By request, and in order to defang some residual shame, the quotes stuck to my desk:
“Action precedes motivation.” (No author attributed, and it’s old. Might be on its second Post-It by now.)
“Work is its own cure.”–Marge Piercy (The next and final line of the poem, which I have written down nowhere but will never leave my head, is “You have to like it better than being loved.”)
“The truth will set you free. But not until it’s finished with you.”–David Foster Wallace
“There is no remedy for death–or birth–except to hug the spaces in between. Live loud. Live wide. Live tall.”–Jim Crace, from Being Dead
“We must travel in the direction of our fear.”–John Berryman
“Be bold and mighty forces will come to your aid.”–Goethe (First heard in “Almost Famous”? I think I saw the movie before I actually read any real-life Goethe.)
“The most beautiful thing in the world is, of course, the world itself.”–Wallace Stevens (It’s that “of course” that really works for me.)
“Only those who risk going too far can possibly find out how far one can go.”–T.S. Eliot
“Specific
Measurable
Achievable
Relevant
Time-Bound” (How to make SMART, get it, goals.

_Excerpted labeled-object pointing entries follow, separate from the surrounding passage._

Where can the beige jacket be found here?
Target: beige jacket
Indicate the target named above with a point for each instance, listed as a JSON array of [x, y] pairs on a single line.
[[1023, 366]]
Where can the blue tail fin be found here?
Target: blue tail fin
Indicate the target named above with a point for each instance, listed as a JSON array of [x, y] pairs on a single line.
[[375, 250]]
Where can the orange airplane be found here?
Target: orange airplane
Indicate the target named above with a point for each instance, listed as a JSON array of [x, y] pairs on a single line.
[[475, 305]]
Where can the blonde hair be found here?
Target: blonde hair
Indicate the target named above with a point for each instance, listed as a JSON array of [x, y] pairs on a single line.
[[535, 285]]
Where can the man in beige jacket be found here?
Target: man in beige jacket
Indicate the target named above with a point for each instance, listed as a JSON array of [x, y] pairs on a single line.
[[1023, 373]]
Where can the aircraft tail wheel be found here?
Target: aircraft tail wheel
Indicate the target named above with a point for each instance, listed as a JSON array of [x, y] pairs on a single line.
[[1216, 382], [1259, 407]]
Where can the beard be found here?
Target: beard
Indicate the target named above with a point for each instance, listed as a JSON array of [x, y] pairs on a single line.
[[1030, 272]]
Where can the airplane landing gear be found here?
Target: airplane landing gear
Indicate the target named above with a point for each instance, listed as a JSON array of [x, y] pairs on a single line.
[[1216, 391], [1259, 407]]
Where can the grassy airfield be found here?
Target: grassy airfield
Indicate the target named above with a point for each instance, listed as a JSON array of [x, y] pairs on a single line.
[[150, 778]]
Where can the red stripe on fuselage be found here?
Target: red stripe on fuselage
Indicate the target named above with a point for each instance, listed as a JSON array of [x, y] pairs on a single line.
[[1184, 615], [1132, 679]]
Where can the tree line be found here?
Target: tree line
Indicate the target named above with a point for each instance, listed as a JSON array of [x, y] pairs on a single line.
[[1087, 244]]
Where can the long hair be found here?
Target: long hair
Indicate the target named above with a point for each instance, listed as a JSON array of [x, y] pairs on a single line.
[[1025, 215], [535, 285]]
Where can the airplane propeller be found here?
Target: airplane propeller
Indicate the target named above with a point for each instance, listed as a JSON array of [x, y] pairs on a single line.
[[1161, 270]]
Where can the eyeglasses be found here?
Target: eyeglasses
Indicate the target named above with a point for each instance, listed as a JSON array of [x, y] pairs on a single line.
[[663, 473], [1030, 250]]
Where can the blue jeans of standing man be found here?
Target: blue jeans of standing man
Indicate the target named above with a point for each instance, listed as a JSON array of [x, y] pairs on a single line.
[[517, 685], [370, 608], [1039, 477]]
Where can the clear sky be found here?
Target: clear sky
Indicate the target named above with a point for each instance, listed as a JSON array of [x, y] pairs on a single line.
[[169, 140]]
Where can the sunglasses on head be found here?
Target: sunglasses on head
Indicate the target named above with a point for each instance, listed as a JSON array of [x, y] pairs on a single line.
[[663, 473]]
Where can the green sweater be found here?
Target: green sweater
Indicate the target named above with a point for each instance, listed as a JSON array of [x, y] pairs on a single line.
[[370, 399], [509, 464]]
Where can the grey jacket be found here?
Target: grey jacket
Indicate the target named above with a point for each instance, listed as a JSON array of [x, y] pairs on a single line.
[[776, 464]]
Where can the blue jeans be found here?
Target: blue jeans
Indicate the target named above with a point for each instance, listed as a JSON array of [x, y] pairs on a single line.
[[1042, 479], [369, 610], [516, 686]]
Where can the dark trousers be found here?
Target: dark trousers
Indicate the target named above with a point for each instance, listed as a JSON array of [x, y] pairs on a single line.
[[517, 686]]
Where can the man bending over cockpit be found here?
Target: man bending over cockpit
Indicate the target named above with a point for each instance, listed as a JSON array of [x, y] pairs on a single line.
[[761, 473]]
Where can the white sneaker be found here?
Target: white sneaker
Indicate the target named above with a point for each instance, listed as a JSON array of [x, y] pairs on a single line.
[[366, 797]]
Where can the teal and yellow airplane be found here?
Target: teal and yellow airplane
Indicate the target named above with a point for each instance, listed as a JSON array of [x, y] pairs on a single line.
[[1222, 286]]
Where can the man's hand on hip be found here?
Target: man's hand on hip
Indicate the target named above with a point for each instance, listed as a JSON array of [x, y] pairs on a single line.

Also, how to make mopie pull her hair out.)
“will, drive, cunning” (A friend’s core traits, all mentioned when I mentioned the ones I remind myself I have when I get earthquake panic–brave, strong, prepared. I would like more of those three.)
“…but the pleasure of finding the thing you are best at, and devoting yourself to it with abandon. If you make a mistake, learn from it, then forget it.”–Ariel Levy in a New Yorker article about Julia Child
“I see the notion of talent as quite irrelevant. I see instead perseverance, application, industry, assiduity, will, will, will, desire, desire.”–Gordon Lish
“The dream was always running ahead of me. To catch up, to live for a moment in unison with it, that was the miracle.”–Anais Nin (from the maudlin corner. Along with . . . )
“I have woven a parachute out of everything broken.”–William Stafford (I have a stack of poems clipped from here and there, and a few that I’ve written out, that all follow the woe model. Whenever I am in a big emo sobfest space, I think about taping them to the walls. Then I feel better and decide against it. A few times, they’ve made it to the backs of doors, to blank spaces near my writing areas. I haven’t regretted having them up, but I hesitate when thinking about seeing them when I’m not searching for them.)
“It is always the same: once you are liberated, you are forced to ask who you are.”–Jean Baudrillard
“It began in mystery, and it will end in mystery, but what a savage and beautiful country lies in between.”–Diane Ackerman
“Fearless is an interesting word, for in fact, in being fearless you are not without fear, rather you are withstanding fear. You are moving forward in spite of it.”–Meredith Pignon (She continues to talk about how this relates to short stories, both reading and writing them, but I both didn’t need the further explication and ran out of room on my half-sized Post-It.)
“Artists just need to shut the fuck up and listen to exactly what is coming from inside. You just have to find exactly what you should be doing, and if you didn’t have that thing, you would die. Perish, slowly or quickly, or violently or like a chump. And every chance is made from that. I have to do this, I’m made to do this. I can’t do anything else. I tried. I don’t really feel fulfilled any other way. Maybe when I get older, it will change. I’m sure it will.”–Jeff Buckley (From a lovely piece on The Rumpus. Two notes worth!)
I also have a long (double-sized Post-It) quote from Merlin Mann’s “Better” post that I guess counts because I can see it from my desk. But it’s not stuck to my desk, so I’m not typing it.